SQL Query too slow [message #613605] |
Thu, 08 May 2014 08:17 |
|
aldy
Messages: 6 Registered: May 2014 Location: India
|
Junior Member |
|
|
Hi,
Database Version - 11.2.0.2.0
I've 2 tables - A and B each with 120 million records and I'm trying to pull additional records alone from Table A.
There are 4 columns getting joined on either tables and all those columns are been indexed and statistics have been gathered recently.
I've tried NOT EXISTS, OUTER JOIN but to avail, very slow response time.

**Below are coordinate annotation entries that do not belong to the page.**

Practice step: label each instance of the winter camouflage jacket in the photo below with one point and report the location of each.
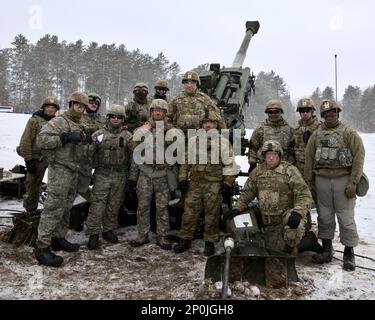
(279, 191)
(186, 110)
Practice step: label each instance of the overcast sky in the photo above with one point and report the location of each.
(297, 39)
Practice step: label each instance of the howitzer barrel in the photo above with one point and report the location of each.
(252, 28)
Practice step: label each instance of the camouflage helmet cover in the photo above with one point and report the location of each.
(159, 104)
(305, 103)
(329, 105)
(274, 104)
(191, 75)
(140, 86)
(117, 110)
(51, 101)
(161, 84)
(94, 96)
(79, 97)
(210, 116)
(272, 145)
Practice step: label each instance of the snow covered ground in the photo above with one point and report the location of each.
(122, 272)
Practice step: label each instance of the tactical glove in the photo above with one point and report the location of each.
(350, 190)
(184, 186)
(294, 220)
(30, 166)
(70, 137)
(227, 193)
(231, 214)
(252, 167)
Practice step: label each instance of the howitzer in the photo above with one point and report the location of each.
(231, 88)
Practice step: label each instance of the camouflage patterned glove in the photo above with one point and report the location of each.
(350, 190)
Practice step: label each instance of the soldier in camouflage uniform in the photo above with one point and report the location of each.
(161, 90)
(111, 150)
(334, 164)
(61, 142)
(274, 127)
(211, 179)
(187, 108)
(35, 164)
(283, 195)
(152, 179)
(137, 111)
(91, 122)
(306, 126)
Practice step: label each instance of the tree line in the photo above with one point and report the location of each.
(29, 72)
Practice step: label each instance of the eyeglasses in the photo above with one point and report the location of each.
(305, 110)
(332, 111)
(273, 112)
(115, 116)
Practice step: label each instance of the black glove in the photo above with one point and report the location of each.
(227, 193)
(70, 137)
(184, 186)
(30, 166)
(231, 214)
(252, 167)
(306, 136)
(131, 185)
(294, 220)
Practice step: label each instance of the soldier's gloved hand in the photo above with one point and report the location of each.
(227, 193)
(252, 167)
(30, 166)
(350, 190)
(184, 186)
(306, 136)
(294, 220)
(70, 137)
(131, 185)
(231, 214)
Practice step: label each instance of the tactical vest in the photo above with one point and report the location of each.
(331, 151)
(274, 193)
(113, 150)
(282, 134)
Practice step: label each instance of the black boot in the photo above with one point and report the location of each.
(47, 258)
(93, 242)
(209, 248)
(110, 236)
(182, 245)
(349, 260)
(326, 254)
(309, 243)
(58, 244)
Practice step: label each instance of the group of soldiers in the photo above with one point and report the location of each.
(289, 169)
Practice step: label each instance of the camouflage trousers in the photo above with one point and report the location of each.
(207, 196)
(278, 234)
(54, 220)
(84, 178)
(33, 184)
(146, 188)
(106, 199)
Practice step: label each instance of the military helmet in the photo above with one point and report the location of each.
(362, 186)
(79, 97)
(193, 76)
(140, 86)
(272, 145)
(51, 101)
(210, 116)
(161, 84)
(329, 105)
(160, 104)
(96, 97)
(117, 110)
(305, 103)
(274, 104)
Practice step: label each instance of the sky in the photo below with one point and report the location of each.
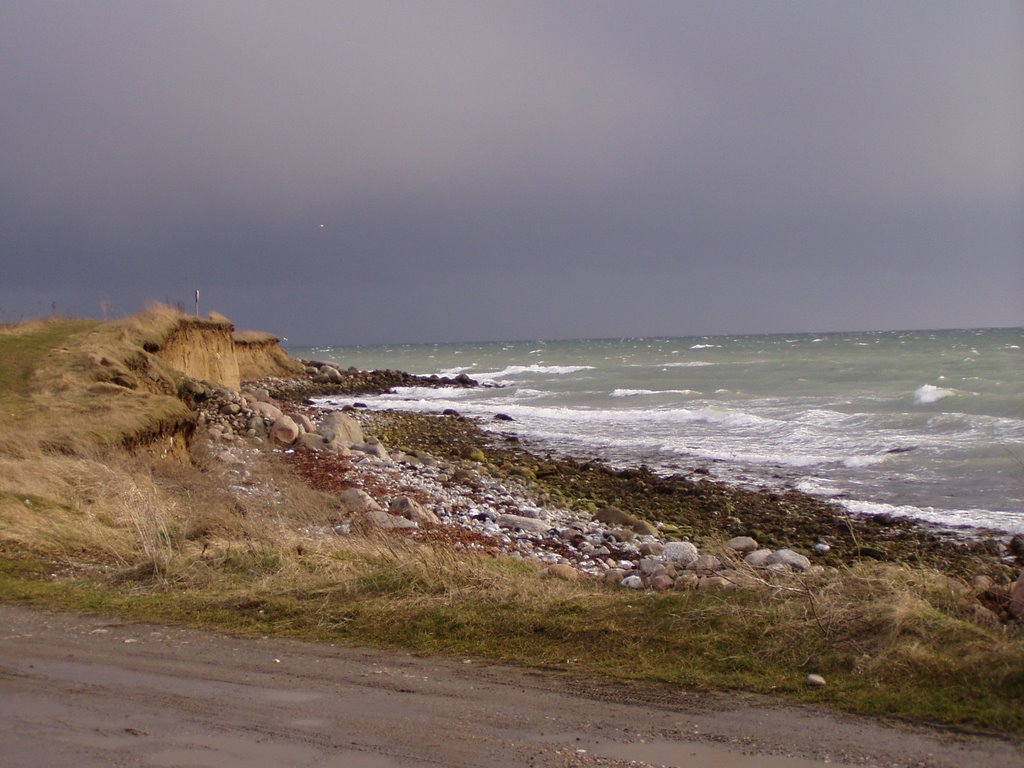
(375, 172)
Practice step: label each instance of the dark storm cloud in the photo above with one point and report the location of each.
(516, 169)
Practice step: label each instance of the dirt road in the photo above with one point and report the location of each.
(88, 691)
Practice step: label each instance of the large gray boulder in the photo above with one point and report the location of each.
(285, 430)
(358, 501)
(381, 519)
(268, 411)
(787, 557)
(413, 510)
(682, 553)
(1017, 597)
(523, 523)
(339, 427)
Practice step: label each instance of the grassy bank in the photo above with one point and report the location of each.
(87, 523)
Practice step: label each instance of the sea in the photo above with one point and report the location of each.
(927, 424)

Would be great if you could share some ideas on how to improve the performance.
|
|
|
|
Re: SQL Query too slow [message #613607 is a reply to message #613605] |
Thu, 08 May 2014 08:28 |
rleishman
Messages: 3728 Registered: October 2005 Location: Melbourne, Australia
|
Senior Member |
|
|
Sounds like you want rows in table A not in table B.
- Make sure that all 4 columns in table A are defined as NOT NULL
- Make sure that all 4 columns in table B are defined as NOT NULL
- Create an index on the 4 join columns of table B
- Write your SQL as a NOT IN sub-query
Ross Leishman
|
|
|
|
|
|
Re: SQL Query too slow [message #613614 is a reply to message #613609] |
Thu, 08 May 2014 08:57 |
Lalit Kumar B
Messages: 3174 Registered: May 2013 Location: World Wide on the Web
|
Senior Member |
|
|
aldy wrote on Thu, 08 May 2014 19:16I tried using NOT IN as well and after 40 to 50 mins, i killed the session as it was taking too long.
Ross did not suggest only that, but 3 other points as well. When all those points are put together and applied then you might see some difference. But to comment about anything, we would require some additional information. Please follow the links provided to you and post the required details.
|
|
|
Re: SQL Query too slow [message #613618 is a reply to message #613614] |
Thu, 08 May 2014 09:07 |
|
aldy
Messages: 6 Registered: May 2014 Location: India
|
Junior Member |
|
|
SQL Used
SELECT FND.C1,
FND.C2,
FND.C3,
FND.C4
FROM A FND,
B stg
WHERE FND.ROW_FLAG = 'Y'
AND FND.C1 = STG.C1(+)
AND FND.C2 = STG.C2(+)
AND FND.C3 = STG.C3(+)
AND FND.C4 = STG.C4(+)
AND STG.C1 IS NULL;
Explain plan for the same
Plan hash value: 1870775268
-------------------------------------------------------------------------------------------------------------------------------
| Id | Operation | Name | Rows | Bytes |TempSpc| Cost (%CPU)| Time | Pstart| Pstop |
-------------------------------------------------------------------------------------------------------------------------------
| 0 | SELECT STATEMENT | | 1441K| 49M| | 975K (3)| 03:15:12 | | |
|* 1 | FILTER | | | | | | | | |
|* 2 | HASH JOIN RIGHT OUTER | | 1441K| 49M| 3985M| 975K (3)| 03:15:12 | | |
| 3 | TABLE ACCESS FULL | B | 144M| 2336M| | 52592 (10)| 00:10:32 | | |
| 4 | PARTITION RANGE ALL | | 144M| 2611M| | 506K (3)| 01:41:13 | 1 |1048575|
| 5 | PARTITION LIST SINGLE| | 144M| 2611M| | 506K (3)| 01:41:13 | KEY | KEY |
| 6 | TABLE ACCESS FULL | A | 144M| 2611M| | 506K (3)| 01:41:13 | KEY | KEY |
-------------------------------------------------------------------------------------------------------------------------------
Predicate Information (identified by operation id):
---------------------------------------------------
1 - filter("STG"."C1" IS NULL)
2 - access("FND"."C1"="STG"."C1"(+) AND
"FND"."C2"="STG"."C2"(+) AND
"FND"."C3"="STG"."C3"(+) AND "FND"."C4"="STG"."C4"(+))
[RL: code tags]
[Updated on: Thu, 08 May 2014 16:37] by Moderator Report message to a moderator
|
|
|
|
|
|
Re: SQL Query too slow [message #613629 is a reply to message #613624] |
Thu, 08 May 2014 10:38 |
Lalit Kumar B
Messages: 3174 Registered: May 2013 Location: World Wide on the Web
|
Senior Member |
|
|
@OP,
1. Did you observe the FTS on both tables? Do you have an idea about why?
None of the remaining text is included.